The Army Ant



You guys are in for another treat this week because our bug of the week is really scary! (I hope you like scary.)  I can't believe how many amazing bugs there are out there. It's crazy!


Gosh, I just thought of something! On my home page, I told you that I wanted to change people; I didn't want you to be afraid of bugs anymore. Well, I guess this week's bug is not going to help me with that goal; but it's really cool, so I'm going to tell you about him anyway!


He is the Army Ant! Take a look at the picture below and just pray that you don't live in a tropical forest! They can typically be found in South and Central America, India, Malaysia, and warm, humid places like that. I bet you people in North Dakota are feeling better about where you live all the time!


Home Sweet Home? Yikes!

Army Ants live in huge colonies of up to almost a million ants! Sometimes they camp out. That's called the stationary phase if you want to be scientific, but the word I really like is Bivouac. That sounds like "Biv-wac", if you're interested. Anyhow, something really amazing about the camping out phase (the bivouac) is the nest. Most ants dig holes in the ground when it comes time to build a home--not these guys. They get into a big pile and lock their legs and jaws together so that the shell of the nest is made out of ant bodies! Check out the picture below: This thing comes complete with tunnels and chambers and everything!


They do this because they move so much, and it's a lot faster to make camp and break camp when you don't have to dig a hole. I'm glad we don't live that way; but if we did, I would want my brothers to be the nest!


Time To Move, Kids!

It's during this time that the queen starts having babies. When the queen starts to lay eggs, she can lay up to 300,000 in just five days! Talk about over-population! Anyway, as the babies begin to become adults, it puts a serious crimp in the food situation. To keep everybody fed, the whole colony hits the road so they can find more food. This is called the Migratory phase or the Nomadic phase. I bet you didn't know that ants could be nomads!


Just FYI: this is a really good time NOT to be camping out nearby, especially if you happen to be asleep!


While these guys are on the move looking for food, they march at night and bivouac during the day. So I would suggest you adjust your schedule to theirs--if you don't want to be "what's for dinner", that is! 
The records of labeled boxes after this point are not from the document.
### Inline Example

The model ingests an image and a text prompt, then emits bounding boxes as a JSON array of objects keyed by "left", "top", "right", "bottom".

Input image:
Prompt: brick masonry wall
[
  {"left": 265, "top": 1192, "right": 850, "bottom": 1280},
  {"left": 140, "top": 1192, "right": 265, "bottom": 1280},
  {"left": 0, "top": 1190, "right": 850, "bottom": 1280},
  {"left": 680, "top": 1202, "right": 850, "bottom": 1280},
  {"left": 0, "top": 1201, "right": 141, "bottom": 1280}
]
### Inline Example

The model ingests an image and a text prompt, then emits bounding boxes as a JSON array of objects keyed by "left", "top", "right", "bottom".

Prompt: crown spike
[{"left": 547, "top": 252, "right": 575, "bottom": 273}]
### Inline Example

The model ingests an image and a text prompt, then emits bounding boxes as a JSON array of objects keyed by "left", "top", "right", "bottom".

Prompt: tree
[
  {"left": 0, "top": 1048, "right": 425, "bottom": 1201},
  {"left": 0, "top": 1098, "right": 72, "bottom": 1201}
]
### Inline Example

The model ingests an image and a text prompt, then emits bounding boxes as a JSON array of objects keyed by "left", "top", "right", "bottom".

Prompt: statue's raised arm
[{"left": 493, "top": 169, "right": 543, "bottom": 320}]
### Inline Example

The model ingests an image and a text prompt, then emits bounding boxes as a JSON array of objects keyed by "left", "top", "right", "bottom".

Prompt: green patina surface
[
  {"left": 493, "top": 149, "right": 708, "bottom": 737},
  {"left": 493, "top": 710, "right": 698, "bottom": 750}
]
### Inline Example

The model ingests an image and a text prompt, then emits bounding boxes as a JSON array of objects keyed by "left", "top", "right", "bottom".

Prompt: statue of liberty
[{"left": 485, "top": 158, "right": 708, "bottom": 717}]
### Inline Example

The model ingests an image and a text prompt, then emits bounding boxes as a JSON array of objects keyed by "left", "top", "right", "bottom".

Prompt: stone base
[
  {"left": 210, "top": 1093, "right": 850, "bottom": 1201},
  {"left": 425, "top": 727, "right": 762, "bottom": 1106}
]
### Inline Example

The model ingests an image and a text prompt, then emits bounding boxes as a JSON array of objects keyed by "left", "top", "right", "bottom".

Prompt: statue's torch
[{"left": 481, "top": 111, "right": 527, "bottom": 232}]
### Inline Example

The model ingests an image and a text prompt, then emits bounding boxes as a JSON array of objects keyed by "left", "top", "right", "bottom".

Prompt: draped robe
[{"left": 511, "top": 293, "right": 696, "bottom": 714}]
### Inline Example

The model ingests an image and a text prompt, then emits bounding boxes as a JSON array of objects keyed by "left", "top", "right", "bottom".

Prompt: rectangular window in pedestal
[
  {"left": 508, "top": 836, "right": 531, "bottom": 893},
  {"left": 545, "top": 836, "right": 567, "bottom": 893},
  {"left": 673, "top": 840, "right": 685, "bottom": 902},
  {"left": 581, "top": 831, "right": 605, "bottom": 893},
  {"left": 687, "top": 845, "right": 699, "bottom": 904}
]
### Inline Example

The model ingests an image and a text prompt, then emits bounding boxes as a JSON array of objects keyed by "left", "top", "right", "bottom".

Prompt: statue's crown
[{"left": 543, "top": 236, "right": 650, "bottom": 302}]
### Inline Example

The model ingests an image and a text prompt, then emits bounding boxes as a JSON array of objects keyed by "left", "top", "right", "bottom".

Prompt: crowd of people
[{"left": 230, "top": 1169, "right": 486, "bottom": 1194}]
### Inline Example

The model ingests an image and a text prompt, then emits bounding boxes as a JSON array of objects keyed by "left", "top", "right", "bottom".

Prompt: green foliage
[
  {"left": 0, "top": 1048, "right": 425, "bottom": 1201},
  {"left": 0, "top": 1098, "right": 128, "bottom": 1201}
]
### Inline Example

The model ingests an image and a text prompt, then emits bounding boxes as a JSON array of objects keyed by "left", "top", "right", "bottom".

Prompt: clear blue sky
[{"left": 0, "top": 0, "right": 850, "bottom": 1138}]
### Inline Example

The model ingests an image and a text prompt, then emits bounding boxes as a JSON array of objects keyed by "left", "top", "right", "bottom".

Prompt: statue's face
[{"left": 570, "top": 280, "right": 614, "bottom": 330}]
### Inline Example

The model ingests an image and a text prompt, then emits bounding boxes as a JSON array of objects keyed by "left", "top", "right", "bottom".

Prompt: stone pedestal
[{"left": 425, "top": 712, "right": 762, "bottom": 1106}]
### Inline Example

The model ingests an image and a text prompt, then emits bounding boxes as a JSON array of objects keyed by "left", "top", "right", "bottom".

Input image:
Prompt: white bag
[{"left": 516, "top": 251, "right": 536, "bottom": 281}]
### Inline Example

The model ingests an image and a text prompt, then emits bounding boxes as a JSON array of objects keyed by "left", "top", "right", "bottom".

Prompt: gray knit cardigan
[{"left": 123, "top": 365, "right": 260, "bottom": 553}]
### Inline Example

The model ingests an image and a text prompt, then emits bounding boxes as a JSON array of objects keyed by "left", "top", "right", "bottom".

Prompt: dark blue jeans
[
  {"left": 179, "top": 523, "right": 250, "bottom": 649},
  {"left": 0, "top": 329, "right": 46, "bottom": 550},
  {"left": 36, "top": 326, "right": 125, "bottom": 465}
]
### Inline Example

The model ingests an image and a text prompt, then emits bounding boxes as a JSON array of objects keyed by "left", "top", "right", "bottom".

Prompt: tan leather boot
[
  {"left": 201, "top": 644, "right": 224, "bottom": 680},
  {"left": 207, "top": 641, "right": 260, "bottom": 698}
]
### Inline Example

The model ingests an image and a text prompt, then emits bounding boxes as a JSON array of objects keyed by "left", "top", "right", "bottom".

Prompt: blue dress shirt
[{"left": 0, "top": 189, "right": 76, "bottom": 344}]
These marches (some people call them "rampages") usually last about 17 days. During this time they eat anything in their way. They kill and eat up to 100,000 animals a day! Most of these animals are other bugs, spiders, crickets, scorpions, beetles, and even other ants; but they are also known to eat lizards, snakes, chickens, pigs and goats! They will also climb trees, trapping animals and eating birds and their young.


The Hunt!

The queen and the drones stay in camp while the soldiers and guards go in search of food. The guards are actually the largest ants and don't actually hunt. They are massive--up to an inch long with huge jaws. They will line the route of the soldiers and protect the soldiers as they hunt. The soldiers are smaller than the guards, and it's not their jaws that you have to worry about--it's their sting!  When they find prey, they sting it to death - they can kill small birds with only three or four stings - cut it into pieces, and then haul it back to the colony while being watched over by the guards the whole time!


We're Home!

At the end of the rampage, the colony goes into the stationary phase. But this won't last long! The queen will soon begin laying eggs, and the cycle will begin all over again.


I hope this was as interesting for you as it was for me! There is so much more that we could talk about, but as they say, "A picture is worth a thousand words!" So sit back and enjoy the video.


Thanks again for visiting! See you next week at Who Loves Bugs!




P.S. No, there will be no Bug Tips on how to make pets of Army Ants!